What are the use cases for Apache Spark vs Hadoop

27

19

With Hadoop 2.0 and YARN Hadoop is supposedly no longer tied only map-reduce solutions. With that advancement, what are the use cases for Apache Spark vs Hadoop considering both sit atop of HDFS? I've read through the introduction documentation for Spark, but I'm curious if anyone has encountered a problem that was more efficient and easier to solve with Spark compared to Hadoop.

idclark

Posted 2014-06-17T20:48:35.267

Reputation: 283

Answers

36

Hadoop means HDFS, YARN, MapReduce, and a lot of other things. Do you mean Spark vs MapReduce? Because Spark runs on/with Hadoop, which is rather the point.

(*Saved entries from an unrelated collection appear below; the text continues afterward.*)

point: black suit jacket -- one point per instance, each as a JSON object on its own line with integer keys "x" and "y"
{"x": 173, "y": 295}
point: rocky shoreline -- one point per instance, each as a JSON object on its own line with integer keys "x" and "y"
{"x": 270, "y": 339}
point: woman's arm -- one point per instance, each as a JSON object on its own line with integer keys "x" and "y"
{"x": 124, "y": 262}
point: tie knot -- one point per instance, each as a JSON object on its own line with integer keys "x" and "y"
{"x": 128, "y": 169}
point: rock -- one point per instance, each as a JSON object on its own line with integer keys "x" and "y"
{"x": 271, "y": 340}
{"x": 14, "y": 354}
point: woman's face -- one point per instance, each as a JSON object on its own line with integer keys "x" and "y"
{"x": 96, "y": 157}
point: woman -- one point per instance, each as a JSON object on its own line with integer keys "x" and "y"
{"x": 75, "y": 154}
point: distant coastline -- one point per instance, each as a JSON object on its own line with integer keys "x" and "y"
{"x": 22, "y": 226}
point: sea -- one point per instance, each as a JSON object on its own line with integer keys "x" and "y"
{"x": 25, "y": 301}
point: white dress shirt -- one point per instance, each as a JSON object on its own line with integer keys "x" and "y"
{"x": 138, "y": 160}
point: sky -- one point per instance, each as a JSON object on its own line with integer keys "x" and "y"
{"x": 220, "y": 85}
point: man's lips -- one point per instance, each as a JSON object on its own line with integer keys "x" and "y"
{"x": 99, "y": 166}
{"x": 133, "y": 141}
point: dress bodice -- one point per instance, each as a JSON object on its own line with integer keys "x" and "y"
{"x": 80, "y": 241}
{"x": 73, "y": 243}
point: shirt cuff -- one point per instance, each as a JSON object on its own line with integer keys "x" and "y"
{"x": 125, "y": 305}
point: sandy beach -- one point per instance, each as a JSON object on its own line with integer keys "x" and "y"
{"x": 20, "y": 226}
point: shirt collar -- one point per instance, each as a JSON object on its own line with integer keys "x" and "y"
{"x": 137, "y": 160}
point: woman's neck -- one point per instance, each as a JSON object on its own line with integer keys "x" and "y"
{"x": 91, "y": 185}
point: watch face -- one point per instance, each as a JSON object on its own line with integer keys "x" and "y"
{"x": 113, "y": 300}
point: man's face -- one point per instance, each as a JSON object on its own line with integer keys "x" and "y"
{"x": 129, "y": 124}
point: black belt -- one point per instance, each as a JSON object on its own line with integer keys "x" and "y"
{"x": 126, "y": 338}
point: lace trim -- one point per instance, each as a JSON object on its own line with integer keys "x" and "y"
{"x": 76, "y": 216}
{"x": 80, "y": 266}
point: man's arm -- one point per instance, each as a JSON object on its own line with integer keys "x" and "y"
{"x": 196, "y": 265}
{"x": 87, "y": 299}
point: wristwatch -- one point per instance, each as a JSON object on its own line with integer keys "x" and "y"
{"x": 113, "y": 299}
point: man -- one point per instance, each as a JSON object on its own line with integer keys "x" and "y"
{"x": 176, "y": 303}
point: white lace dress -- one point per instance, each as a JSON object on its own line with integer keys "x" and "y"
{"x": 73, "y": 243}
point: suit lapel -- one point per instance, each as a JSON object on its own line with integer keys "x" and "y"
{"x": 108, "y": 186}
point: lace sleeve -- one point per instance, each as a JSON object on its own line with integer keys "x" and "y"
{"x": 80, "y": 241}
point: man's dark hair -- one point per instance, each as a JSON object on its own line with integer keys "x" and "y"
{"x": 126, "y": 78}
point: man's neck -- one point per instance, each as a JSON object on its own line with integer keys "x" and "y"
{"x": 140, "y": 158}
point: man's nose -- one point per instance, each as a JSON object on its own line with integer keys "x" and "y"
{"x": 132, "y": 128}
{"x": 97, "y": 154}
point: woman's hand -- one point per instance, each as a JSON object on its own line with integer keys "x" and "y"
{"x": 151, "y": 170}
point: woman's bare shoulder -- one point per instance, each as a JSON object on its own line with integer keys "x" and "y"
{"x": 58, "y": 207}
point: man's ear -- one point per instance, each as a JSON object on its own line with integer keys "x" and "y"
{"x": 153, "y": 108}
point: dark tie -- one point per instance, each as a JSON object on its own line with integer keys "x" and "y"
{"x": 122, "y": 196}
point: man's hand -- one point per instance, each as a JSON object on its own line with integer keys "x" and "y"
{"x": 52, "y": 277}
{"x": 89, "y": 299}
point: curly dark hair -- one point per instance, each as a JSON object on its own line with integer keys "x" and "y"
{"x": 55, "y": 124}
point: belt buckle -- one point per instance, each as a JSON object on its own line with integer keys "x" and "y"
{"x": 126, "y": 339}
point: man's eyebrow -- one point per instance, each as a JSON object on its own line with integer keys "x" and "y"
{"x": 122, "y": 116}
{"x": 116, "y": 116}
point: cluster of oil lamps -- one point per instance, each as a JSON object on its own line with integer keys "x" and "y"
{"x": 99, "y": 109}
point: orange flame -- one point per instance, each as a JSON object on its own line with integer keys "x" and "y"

The primary reason to use Spark is for speed, and this comes from the fact that its execution can keep data in memory between stages rather than always persist back to HDFS after a Map or Reduce. This advantage is very pronounced for iterative computations, which have tens of stages each of which is touching the same data. This is where things might be "100x" faster. For simple, one-pass ETL-like jobs for which MapReduce was designed, it's not in general faster.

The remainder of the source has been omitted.